Schools closed across Scotland for a second day on Wednesday as tens of thousands of teachers completed a 48-hour strike.
Anne, a teacher in the EIS union from central Scotland, told Socialist Worker, “We’ve felt the warm glow of support this week. We know the strikes are inconvenient for parents and hit the children’s education. But parents were bringing us cakes and coffees on our picket line.
“And lots of people appreciate that this is about pay but it’s also about what happens in schools, retaining teachers and attracting new people into the profession. It’s about teachers and pupils being valued.
The EIS said it held “useful talks” with the government on Tuesday afternoon. But the Scottish government made no new offer. Further talks were set for Wednesday with union leaders, deputy first minister John Swinney and education secretary Shirley-Anne Somerville.
The EIS and Nasuwt unions have rejected the latest offer from the Scottish government and council employers of a 6 percent pay uplift for the current year and 5.5 percent in 2023-4.
They rightly point out that this is a big pay cut once inflation is taken into account.
If there isn’t a deal, the EIS says it will now go ahead with a 20-day period of rolling strikes nationwide from 13 March until 21 April, It will hit each local authority area for three days.
But the most effective action to win the unions’ claim for a 10 percent rise would be an all-out and indefinite strike.
Anne added, “The demonstration on Saturday week should be massive. It’s a chance for us all to be on the streets and show the authorities that we aren’t going away. It can also bring us together to sustain each other.”
EIS “Pay Attention” national march, Sat 11 March, Glasgow, assemble Kelvingrove Park 10.30am, march off at 11.30am and rally in Glasgow Green from 1pm. Transport https://www.eis.org.uk/pay-attention/marchrally
NEU teachers’ pickets ‘double the size’ on day two of regional strikes
Thousands of teachers in the NEU union struck across the Midlands and east of England on Wednesday in their fight for fair pay.
Hugh Stanners, a special needs school teacher in Lowestoft, Suffolk told Socialist Worker, “My school has more people on strike today than the last strike on 1 February, and our picket line is double the size.”
Teachers across England and Wales are furious that their most recent, below-inflation pay rise was funded by already stretched school budgets. Hugh adds that his school’s “budget is completely inadequate”.
“The students are almost neglected and are under-supported as a result, but this is a spur to action for people to strike,” he said. “I have heard of schools being so stretched that pupils are being taught in cupboards.
“In my school, we’ve had to close our hydrotherapy services as a result of budget cuts.”
In real terms pay has fallen 20 percent since 2010. That combined with long hours and 52 percent of staff saying their high workload is “unmanageable” most of the time is driving people away from the sector.
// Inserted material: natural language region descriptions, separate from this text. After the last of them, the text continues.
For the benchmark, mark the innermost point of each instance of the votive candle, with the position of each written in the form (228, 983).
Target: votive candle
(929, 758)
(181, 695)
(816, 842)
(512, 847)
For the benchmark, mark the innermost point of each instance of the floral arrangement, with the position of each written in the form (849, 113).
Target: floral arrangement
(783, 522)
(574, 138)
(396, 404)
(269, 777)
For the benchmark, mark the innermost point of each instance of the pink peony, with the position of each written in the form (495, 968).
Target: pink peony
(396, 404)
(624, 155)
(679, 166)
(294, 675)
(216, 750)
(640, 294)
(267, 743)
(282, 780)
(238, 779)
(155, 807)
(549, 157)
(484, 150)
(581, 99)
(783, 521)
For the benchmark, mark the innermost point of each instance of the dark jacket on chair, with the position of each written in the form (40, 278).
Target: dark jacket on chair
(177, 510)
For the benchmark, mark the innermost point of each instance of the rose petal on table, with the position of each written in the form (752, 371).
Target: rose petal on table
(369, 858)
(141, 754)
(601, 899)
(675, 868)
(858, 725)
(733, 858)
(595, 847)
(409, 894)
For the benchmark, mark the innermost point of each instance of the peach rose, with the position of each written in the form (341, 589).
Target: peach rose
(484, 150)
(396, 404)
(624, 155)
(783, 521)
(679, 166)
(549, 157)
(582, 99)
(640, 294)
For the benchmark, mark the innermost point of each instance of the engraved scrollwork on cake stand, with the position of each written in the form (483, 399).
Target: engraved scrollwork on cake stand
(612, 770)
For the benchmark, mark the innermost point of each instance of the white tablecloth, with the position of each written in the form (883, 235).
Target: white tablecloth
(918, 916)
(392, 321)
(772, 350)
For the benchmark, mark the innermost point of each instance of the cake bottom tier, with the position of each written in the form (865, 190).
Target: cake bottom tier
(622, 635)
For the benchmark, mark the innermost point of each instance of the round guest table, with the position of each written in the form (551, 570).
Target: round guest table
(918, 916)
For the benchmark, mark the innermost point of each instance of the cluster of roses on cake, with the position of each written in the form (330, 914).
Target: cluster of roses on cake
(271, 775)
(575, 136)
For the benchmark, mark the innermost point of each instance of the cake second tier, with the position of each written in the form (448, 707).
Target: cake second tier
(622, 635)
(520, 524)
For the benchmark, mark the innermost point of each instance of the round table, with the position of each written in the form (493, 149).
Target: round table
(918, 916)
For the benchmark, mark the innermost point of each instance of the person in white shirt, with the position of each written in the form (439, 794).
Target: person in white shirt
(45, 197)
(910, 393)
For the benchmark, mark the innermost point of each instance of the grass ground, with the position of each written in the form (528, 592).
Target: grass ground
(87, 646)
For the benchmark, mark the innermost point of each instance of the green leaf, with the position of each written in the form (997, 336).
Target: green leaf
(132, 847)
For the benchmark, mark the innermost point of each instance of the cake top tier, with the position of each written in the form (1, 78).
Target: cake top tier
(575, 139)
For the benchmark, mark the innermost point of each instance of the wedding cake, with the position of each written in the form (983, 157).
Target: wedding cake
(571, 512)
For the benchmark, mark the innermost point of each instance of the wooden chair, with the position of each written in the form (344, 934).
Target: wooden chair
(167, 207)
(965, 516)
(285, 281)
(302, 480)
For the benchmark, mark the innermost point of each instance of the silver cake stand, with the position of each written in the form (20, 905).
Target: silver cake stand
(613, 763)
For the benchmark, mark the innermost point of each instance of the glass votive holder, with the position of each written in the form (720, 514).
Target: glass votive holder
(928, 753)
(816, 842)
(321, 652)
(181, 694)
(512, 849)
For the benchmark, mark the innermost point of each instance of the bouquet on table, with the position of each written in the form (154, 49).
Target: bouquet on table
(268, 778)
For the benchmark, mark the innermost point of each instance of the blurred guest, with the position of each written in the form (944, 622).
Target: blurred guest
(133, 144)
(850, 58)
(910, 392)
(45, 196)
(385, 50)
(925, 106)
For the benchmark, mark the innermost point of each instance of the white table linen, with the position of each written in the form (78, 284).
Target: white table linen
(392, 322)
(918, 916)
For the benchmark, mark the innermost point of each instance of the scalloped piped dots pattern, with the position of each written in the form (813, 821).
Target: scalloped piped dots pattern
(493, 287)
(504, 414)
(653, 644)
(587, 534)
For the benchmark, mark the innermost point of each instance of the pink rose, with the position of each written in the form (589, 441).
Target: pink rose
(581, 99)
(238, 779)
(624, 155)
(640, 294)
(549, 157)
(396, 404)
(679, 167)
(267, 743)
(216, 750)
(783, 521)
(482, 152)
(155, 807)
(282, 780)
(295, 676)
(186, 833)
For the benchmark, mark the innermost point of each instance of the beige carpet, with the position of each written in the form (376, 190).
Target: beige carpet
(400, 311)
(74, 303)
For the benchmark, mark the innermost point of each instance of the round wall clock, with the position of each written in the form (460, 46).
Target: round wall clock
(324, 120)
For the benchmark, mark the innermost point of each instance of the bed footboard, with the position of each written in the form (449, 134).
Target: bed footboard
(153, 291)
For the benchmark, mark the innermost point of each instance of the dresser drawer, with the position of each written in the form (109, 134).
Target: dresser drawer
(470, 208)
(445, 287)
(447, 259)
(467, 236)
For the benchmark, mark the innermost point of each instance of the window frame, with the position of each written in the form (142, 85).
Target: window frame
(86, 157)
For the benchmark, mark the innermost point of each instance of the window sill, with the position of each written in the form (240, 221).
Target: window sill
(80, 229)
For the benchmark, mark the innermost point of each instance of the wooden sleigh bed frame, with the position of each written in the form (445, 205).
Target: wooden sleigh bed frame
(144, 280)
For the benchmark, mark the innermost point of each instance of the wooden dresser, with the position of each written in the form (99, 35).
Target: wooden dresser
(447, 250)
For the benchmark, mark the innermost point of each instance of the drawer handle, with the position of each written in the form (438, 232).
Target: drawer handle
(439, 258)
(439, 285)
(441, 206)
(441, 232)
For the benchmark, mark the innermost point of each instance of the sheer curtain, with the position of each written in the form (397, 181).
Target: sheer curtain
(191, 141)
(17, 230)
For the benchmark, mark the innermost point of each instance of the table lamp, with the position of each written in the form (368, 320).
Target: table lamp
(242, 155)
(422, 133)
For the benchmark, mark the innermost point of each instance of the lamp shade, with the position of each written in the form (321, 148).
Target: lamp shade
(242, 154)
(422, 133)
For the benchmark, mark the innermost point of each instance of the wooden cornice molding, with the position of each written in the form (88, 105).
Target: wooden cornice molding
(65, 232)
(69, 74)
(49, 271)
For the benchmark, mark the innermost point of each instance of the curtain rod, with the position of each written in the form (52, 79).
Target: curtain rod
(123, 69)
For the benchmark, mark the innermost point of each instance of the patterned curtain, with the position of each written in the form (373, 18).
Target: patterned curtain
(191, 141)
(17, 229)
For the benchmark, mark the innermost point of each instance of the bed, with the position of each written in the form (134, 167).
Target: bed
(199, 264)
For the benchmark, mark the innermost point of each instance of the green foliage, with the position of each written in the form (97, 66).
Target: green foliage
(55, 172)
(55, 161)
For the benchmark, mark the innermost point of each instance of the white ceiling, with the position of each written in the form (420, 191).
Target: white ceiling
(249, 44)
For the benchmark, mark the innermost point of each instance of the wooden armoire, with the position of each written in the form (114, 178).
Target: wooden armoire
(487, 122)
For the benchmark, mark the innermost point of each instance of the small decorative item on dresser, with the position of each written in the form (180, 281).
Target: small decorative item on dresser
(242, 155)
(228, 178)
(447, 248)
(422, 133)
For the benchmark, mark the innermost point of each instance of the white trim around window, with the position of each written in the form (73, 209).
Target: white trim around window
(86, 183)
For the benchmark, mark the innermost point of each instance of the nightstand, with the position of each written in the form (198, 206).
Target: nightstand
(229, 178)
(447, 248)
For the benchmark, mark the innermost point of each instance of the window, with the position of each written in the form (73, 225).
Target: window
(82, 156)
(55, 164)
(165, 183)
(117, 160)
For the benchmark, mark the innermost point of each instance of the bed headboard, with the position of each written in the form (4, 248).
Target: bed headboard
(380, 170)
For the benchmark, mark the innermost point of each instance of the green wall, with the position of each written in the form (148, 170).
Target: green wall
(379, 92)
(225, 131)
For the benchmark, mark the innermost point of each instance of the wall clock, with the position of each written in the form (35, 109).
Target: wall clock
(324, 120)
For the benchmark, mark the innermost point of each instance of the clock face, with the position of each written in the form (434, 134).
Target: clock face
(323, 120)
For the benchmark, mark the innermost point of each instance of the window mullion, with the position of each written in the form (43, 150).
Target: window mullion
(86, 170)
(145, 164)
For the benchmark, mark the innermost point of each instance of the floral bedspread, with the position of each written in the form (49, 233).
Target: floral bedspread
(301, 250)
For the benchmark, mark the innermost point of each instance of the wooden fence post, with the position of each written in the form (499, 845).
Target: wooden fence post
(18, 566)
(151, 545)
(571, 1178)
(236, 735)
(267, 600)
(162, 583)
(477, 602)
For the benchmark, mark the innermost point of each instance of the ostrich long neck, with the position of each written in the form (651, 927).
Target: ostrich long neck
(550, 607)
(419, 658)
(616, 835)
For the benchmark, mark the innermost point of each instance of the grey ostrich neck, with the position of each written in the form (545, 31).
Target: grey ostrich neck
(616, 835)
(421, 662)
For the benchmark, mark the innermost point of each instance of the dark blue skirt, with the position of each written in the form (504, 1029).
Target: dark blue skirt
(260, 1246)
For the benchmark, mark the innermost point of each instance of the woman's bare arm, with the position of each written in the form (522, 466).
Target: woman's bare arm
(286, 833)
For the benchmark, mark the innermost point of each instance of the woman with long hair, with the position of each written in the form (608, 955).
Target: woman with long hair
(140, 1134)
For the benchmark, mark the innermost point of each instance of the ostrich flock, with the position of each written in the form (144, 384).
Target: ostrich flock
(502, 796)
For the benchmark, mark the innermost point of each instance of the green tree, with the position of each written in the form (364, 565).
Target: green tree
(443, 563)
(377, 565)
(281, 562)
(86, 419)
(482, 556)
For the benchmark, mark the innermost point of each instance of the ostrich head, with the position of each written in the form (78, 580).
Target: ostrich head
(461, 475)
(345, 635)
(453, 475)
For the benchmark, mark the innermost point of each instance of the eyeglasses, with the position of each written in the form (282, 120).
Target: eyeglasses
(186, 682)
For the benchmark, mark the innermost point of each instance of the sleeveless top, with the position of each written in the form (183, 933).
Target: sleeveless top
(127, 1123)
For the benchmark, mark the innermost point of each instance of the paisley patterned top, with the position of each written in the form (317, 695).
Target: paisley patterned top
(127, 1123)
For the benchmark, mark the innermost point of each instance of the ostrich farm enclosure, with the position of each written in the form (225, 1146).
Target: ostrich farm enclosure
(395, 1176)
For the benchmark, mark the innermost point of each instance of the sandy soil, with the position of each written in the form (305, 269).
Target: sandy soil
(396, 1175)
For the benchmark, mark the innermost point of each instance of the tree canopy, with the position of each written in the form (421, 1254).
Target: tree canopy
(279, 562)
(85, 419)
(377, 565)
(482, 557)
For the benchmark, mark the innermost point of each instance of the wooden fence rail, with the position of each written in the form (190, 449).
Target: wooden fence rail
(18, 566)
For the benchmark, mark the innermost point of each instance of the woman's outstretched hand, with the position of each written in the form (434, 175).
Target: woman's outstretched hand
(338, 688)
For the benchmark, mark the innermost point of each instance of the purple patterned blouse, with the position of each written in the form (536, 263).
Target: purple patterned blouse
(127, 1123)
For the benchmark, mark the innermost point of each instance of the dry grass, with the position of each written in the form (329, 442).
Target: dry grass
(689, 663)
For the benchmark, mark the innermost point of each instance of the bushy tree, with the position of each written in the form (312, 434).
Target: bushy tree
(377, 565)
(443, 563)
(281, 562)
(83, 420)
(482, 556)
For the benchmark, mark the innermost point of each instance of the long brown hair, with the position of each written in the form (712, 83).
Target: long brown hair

But these factors are increasing the will among staff to fight back. In Nottingham over 700 joined a strike rally in the city centre, and there were 500 in Cambridge and 100 in Norwich.
And hundreds marched through Birmingham chanting, “No ifs, no buts, no education cuts.” A resonating message came from one speaker who said, “If we don’t get more funding, we will strike again.”
Paula is an educator in Cambridge, she told Socialist Worker, “The rally was very good and full of anger.
“We heard teachers speak about special schools, the arts and retention—we really got to see the crisis of low funding of education. The overall mood is not to give up and to build for strikes on budget day.”
Wednesday’s regional strike follows a strike by teachers in the north of England on Tuesday and was set to be followed by one in London, Wales and southern districts on Thursday.
Hugh added that teachers are always discussing what to do next. “We are all looking to build a big effort on 15 March—Tory budget day—to join the London strike rally, we are really looking forward to it,” he said.
“Teachers are aware that they are in a direct confrontation with the government and the Tories are the enemy.”
Paula said that her district meeting saw a discussion on what to do next that resulted in an “amendment passed that called for escalation”. “We agreed that there needs to be more consecutive days of strikes going forward,” she said.
Over half a million workers set to walk out on 15 March
More workers have backed strikes on 15 March, budget day. Around 1,000 NUJ union members working for BBC Local have overwhelmingly voted in favour of strikes over the corporation’s plans to cut local radio and have called a 24-hour strike starting at 11am on 15 March. It will hit coverage of the Spring budget.
In a ballot 83 percent of NUJ members backed strikes on a 69 percent turnout.
Over 275,000 teachers in the NEU in England and Wales
Over 125,000 civil service workers in the PCS and Prospect unions
Over 40,000 junior doctors in the BMA and HCSA
Around 70,000 university workers in the UCU union
Around 12,000 London Underground workers in the Aslef and RMT unions
Plus workers at Amazon, Coventry in the GMB union, and others.